Version 1.1 of Yet Another Nutrient Calculator -- http://calc.petalphile.com -- adds commercial premixed solutions. Here's a couple of examples:























































It:

* Will let you calculate RootMedic, Pfertz, Seachem, Tropica, or ADA (based on Tom's analysis)
* Works off pumps, mL, or bottlecaps to make your life easier
* Is still in beta but you should have fun with it
* Works off the assumption of % being wt/vol, but please correct me

Thanks!


----------



## wet (Nov 24, 2008)

Added:

Easy Life ProFito
Easy Life Ferro
Easy Life Potassium
Sera Florena
API Leaf Zone
Hagen Plant Grow NPK
Nutrafin Plant Gro
Mikroplant Expert

thanks!


----------



## Romi (May 23, 2009)

This calculator is the next step after Chuck's (used that a lot, thanks to Chuck) and the other calculators i have seen..

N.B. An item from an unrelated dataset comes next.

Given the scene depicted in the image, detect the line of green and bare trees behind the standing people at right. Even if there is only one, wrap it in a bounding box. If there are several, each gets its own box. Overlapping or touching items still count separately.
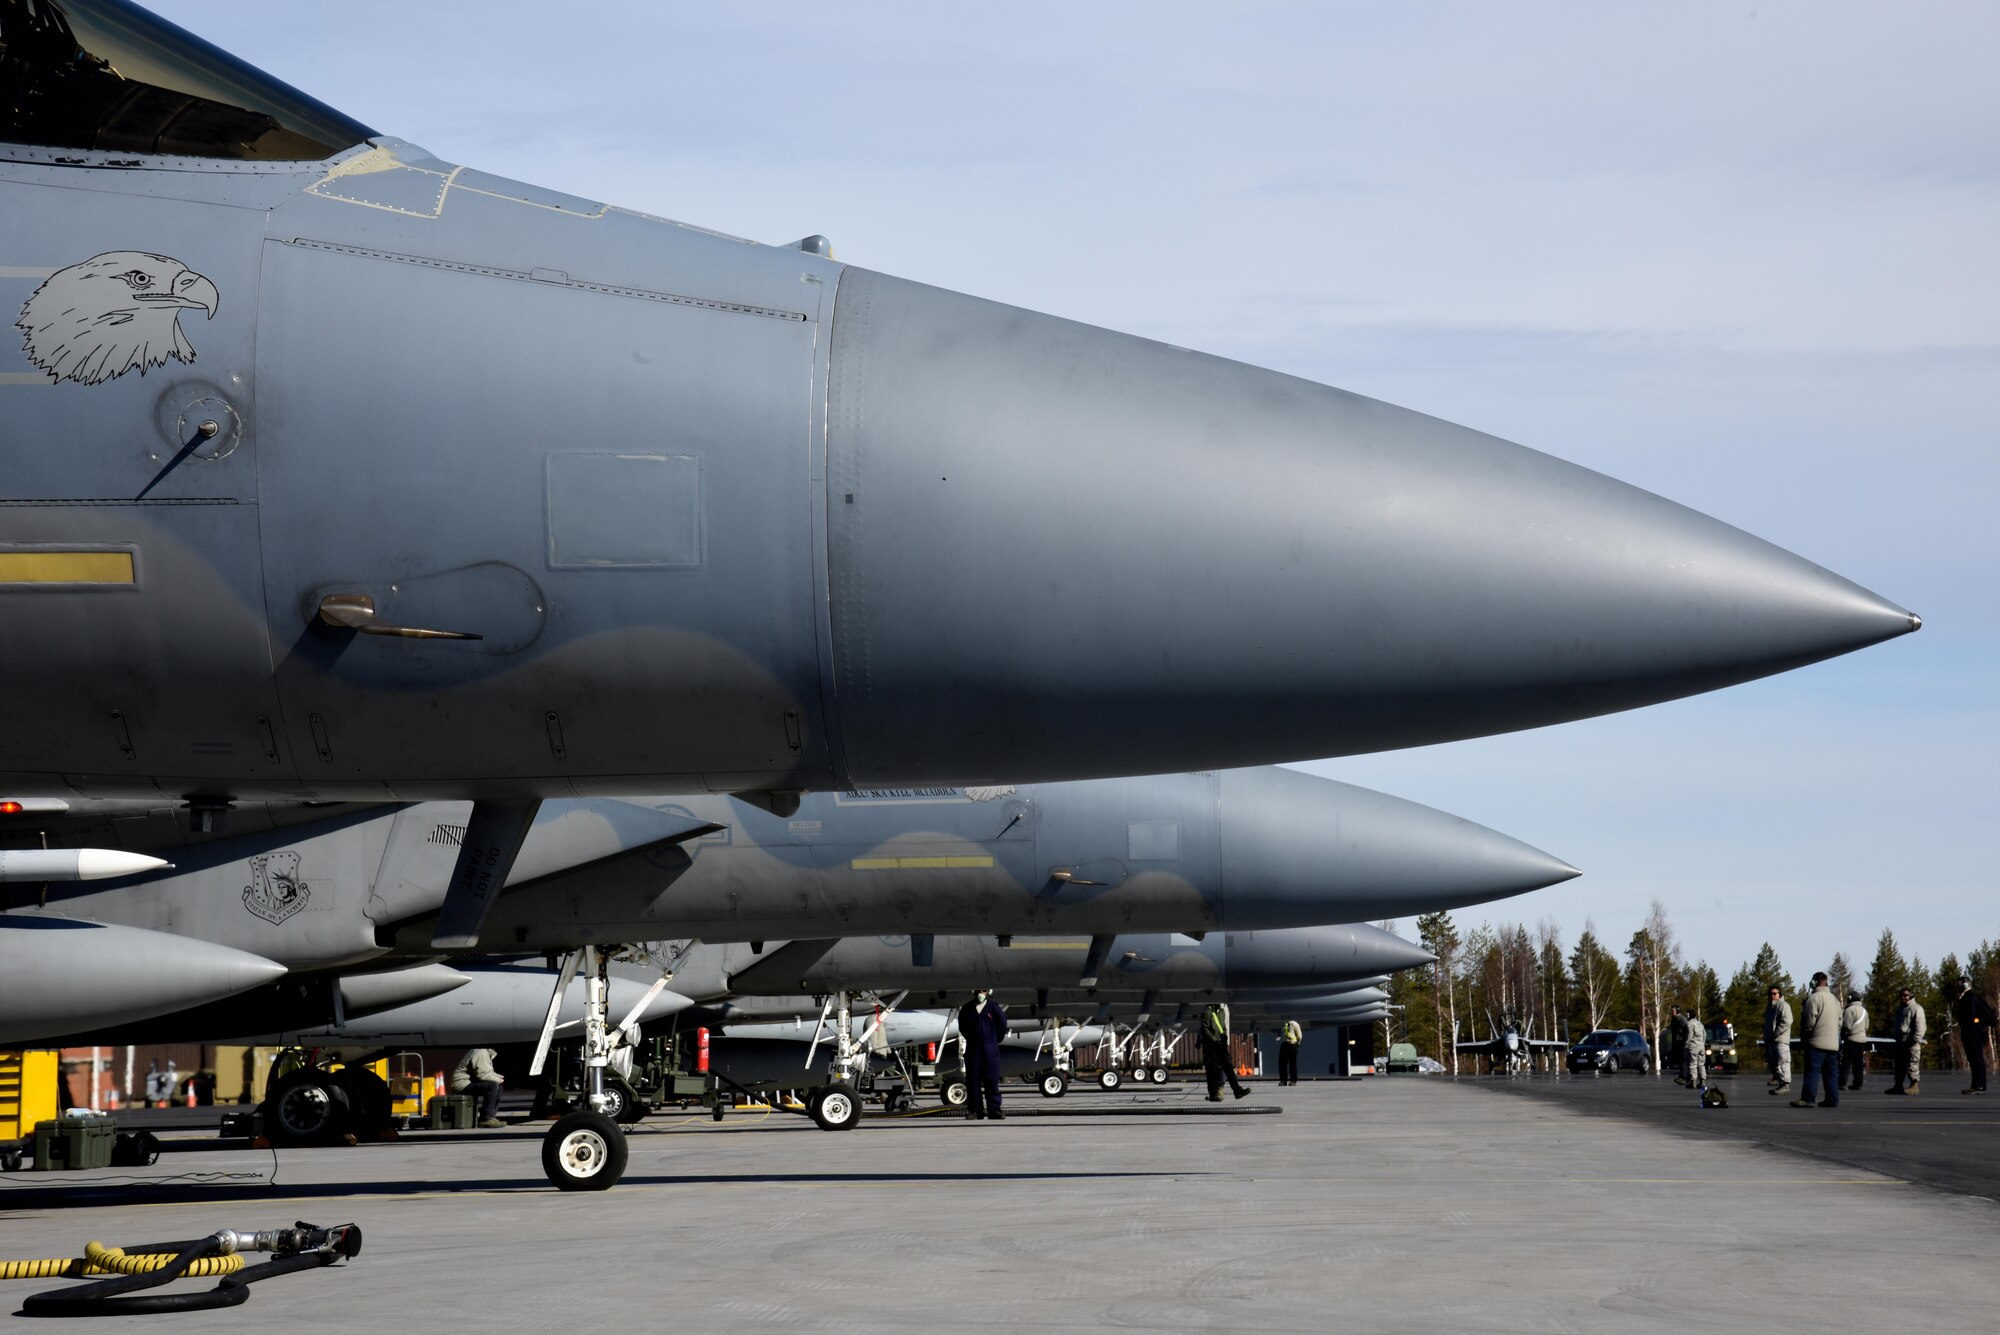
[1384,899,2000,1067]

Infinite thanks to you, dear fellow. 

best wishes,
Romi

New Delhi
India


----------



## wet (Nov 24, 2008)

You're welcome! I'm glad you're using it; we'll try to make it better for the next next thing.


----------



## atopetu17 (May 26, 2011)

hi, i am not sure about what those numbers mean? if one calculates 30 ml solutions, does it mean that it has to be 30 ml every day , or 3 doses of 10 ml each 3 days a weekk


----------



## wet (Nov 24, 2008)

If you're calculating for 30mL doses from some solution, that calculator isn't smart enough to care how you split it up. 1 30mL dose is the same sum as 3 10mL doses. So you could calculate for 10mL doses instead to figure out how much comes from each dose. It's your choice how you want to split it up. The calculator is just calculating.

If you pick EI, EI daily, PPS-Pro, and the rest, you'll find instructions for each method right below the results. For example, for EI it says "Dose these levels 2-4 times a week for EI. Classic EI depends on good CO2, good circulation, and regular water changes. Light past moderation is not so important." (You would dose that amount 2-4 times a week.)

For PPS-Pro it says "We have calculated for a PPS-Pro daily dose. The recommended range below is for a stabilized mature tank." (You would dose that amount daily.)

Thinking about this: I'll add "Frequency" in that dosing column with the results with the next release. Maybe that will be clearer?


----------



## atopetu17 (May 26, 2011)

thanks for your help, i am from costa rica, so i was getting the spánish versión of the calculator, it doesn´t show how many times a week you need to dose, the english one does!!!!!, again, thanks for your help


----------